Plateforme agréée : comment choisir un partenaire certifié pour la facturation électronique ?

À partir du 1er septembre 2026, la facturation électronique en France cessera d’être une rationalisation des processus comptables sur une base volontaire et deviendra une norme obligatoire pour les entreprises assujetties à la TVA. La réforme introduit une obligation générale d’émettre et de recevoir des factures sous forme structurée (facturation électronique) dans les relations interentreprises (B2B) nationales et de communiquer à l’administration fiscale certaines données relatives aux transactions et aux paiements (déclaration électronique).

Dans ce système, la plateforme agréée, c’est-à-dire l’opérateur agréé par l’État chargé de l’échange électronique des factures et de la déclaration des données, joue un rôle clé.

Qu’est-ce qu’une plateforme agréée ?

La Plateforme agréée (PA) est une entité officiellement enregistrée et agréée par l’administration française en tant qu’opérateur de dématérialisation des factures. Ce statut n’est pas déclaratif ; il nécessite un enregistrement formel (immatriculation) et le respect d’un certain nombre d’exigences techniques, fiscales et organisationnelles strictes.

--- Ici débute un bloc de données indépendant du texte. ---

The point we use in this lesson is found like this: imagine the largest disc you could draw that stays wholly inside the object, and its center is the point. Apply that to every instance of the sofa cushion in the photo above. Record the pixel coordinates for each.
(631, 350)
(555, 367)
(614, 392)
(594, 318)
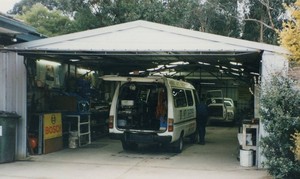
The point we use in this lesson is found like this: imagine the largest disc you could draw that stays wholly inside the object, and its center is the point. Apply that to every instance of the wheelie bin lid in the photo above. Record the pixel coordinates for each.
(4, 114)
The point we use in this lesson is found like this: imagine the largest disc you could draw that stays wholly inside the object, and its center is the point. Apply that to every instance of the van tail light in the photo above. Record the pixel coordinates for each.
(111, 122)
(170, 125)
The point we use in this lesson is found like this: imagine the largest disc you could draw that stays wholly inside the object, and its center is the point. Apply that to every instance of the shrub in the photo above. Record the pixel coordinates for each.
(280, 113)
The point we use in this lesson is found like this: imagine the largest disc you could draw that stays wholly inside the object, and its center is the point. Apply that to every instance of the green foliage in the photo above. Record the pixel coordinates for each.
(280, 117)
(214, 16)
(49, 23)
(270, 14)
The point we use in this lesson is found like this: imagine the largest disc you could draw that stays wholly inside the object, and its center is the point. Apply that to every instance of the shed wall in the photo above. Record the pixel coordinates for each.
(13, 95)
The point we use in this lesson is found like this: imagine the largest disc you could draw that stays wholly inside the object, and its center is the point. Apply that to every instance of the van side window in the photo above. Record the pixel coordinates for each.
(189, 98)
(179, 98)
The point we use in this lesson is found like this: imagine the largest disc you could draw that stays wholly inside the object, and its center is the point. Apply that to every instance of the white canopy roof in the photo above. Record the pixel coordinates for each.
(147, 37)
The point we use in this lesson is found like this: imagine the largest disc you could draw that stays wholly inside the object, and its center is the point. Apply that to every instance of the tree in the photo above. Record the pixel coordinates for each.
(289, 36)
(263, 19)
(49, 23)
(280, 117)
(24, 5)
(215, 16)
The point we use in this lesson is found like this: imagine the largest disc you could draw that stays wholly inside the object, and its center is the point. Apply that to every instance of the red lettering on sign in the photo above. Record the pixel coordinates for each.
(52, 129)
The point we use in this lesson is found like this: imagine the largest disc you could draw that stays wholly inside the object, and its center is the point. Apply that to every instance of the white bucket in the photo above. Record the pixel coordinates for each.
(246, 158)
(73, 139)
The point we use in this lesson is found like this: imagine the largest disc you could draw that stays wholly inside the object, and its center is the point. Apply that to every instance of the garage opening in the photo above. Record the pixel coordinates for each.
(64, 75)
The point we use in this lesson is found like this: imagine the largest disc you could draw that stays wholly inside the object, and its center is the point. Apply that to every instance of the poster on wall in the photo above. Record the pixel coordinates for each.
(52, 132)
(52, 125)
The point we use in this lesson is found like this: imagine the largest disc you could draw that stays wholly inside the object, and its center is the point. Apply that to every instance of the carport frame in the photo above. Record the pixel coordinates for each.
(13, 71)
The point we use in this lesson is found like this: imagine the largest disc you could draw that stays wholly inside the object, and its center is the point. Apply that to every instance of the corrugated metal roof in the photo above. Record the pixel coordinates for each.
(145, 36)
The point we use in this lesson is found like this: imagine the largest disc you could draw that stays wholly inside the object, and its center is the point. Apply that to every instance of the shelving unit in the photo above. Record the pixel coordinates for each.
(83, 127)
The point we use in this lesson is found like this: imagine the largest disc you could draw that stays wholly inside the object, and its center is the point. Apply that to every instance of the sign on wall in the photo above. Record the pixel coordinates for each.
(52, 125)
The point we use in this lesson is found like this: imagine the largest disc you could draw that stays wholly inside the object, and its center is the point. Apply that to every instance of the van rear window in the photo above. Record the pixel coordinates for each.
(189, 97)
(179, 97)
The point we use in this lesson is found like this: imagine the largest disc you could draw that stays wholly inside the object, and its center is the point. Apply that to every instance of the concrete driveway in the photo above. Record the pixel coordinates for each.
(105, 158)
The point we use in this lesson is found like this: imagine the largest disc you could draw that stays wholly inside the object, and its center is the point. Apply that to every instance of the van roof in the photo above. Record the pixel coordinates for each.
(157, 79)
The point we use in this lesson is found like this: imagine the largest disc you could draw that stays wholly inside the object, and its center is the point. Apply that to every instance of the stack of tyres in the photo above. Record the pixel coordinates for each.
(8, 123)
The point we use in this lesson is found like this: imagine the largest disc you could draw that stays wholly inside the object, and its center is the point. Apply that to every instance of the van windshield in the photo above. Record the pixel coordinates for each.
(142, 105)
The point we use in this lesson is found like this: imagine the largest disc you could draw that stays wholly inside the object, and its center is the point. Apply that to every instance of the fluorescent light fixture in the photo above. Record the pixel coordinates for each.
(171, 66)
(236, 74)
(74, 60)
(151, 69)
(236, 63)
(207, 83)
(224, 67)
(254, 73)
(46, 62)
(179, 63)
(136, 72)
(203, 63)
(235, 69)
(83, 71)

Pour obtenir l’immatriculation, le fournisseur doit notamment démontrer :

  • une conformité fiscale et réglementaire totale,
  • un niveau élevé de sécurité de l’infrastructure informatique et de protection des données,
  • la capacité de traiter les factures dans les formats structurés requis,
  • l’interopérabilité technique avec le système public (Portail Public de Facturation – PPF) et avec les autres plateformes agréées.

Comment choisir la bonne plateforme ?

1. Vérifier le statut d’immatriculation

La première étape consiste à vérifier que le fournisseur figure sur la liste officielle des entités agréées par l’administration (impots.gouv.fr). Le choix d’une entité sans enregistrement formel peut entraîner un risque de non-conformité lorsque l’obligation entrera en vigueur.

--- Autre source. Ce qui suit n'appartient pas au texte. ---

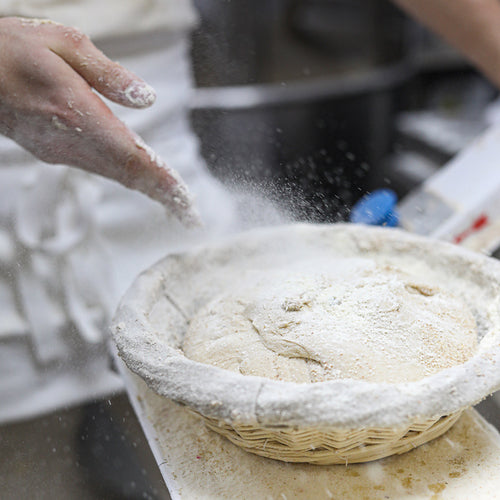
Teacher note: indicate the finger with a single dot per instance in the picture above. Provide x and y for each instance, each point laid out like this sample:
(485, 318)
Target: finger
(89, 136)
(109, 78)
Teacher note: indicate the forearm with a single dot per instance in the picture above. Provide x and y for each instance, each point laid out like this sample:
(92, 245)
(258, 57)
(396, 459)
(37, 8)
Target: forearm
(472, 26)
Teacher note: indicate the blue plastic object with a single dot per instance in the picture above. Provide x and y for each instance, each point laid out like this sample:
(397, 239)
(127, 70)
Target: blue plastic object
(377, 208)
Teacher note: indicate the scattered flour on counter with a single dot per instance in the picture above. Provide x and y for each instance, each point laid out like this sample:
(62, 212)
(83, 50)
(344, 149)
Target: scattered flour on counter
(347, 318)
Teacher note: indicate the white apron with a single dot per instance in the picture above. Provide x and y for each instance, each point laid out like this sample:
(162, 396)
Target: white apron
(70, 242)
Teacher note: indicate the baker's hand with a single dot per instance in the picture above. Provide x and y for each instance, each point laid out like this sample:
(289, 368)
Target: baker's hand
(48, 106)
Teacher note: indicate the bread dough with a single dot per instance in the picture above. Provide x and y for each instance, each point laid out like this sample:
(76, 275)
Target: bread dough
(345, 319)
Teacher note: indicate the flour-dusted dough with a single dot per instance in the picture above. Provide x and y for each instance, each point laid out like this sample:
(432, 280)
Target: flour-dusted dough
(349, 318)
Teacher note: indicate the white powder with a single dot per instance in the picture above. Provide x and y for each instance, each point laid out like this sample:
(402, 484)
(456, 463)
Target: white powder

2. Adapter la solution à votre modèle d’entreprise

Toutes les sociétés n’ont pas les mêmes besoins. Une entreprise opérant uniquement selon le modèle B2B sur le marché national a un profil opérationnel différent de celui d’une société réalisant des ventes B2C, des exportations, des importations ou des transactions transfrontalières. La plateforme doit prendre en charge tous les scénarios spécifiques à votre entreprise et permettre la déclaration électronique obligatoire.

  1. Évaluer les possibilités d’intégration
    L’intégration avec les systèmes existants (ERP, comptabilité, CRM, ventes en ligne) est essentielle. L’automatisation des flux de données réduit le risque d’erreurs et élimine les opérations manuelles. L’absence d’intégration peut amener la réforme à compliquer les processus au lieu de les simplifier.

4. Évaluer les possibilités d’intégration

Un élément clé est l’intégration de la plateforme avec les systèmes existants dans la société, comme par exemple : le système ERP, le système comptable, la CRM, les plateformes de commerce électronique, les outils de gestion des paiements. L’automatisation du flux de données minimise le risque d’erreurs, accélère la comptabilité et évite de devoir saisir les informations manuellement.

5. Vérifier les normes de sécurité et d’archivage

La plateforme traite des données financières et fiscales très sensibles. Il convient donc de vérifier les mécanismes de contrôle d’accès et d’authentification des utilisateurs, les systèmes de sauvegarde et les procédures d’urgence ou la conformité avec la réglementation en matière de protection des données.

La plateforme agréée comme fondement de la conformité fiscale

Dans le nouveau système, la plateforme agréée n’est pas seulement un outil technologique. Elle fait partie de l’infrastructure fiscale de l’entreprise. La mise en œuvre correcte des obligations légales dépend de sa fiabilité, de sa sécurité et de son interopérabilité.

En conséquence, une bonne plateforme agréée permet non seulement de répondre aux exigences légales, mais aussi d’organiser les processus comptables, d’accroître la transparence et de réduire les risques opérationnels.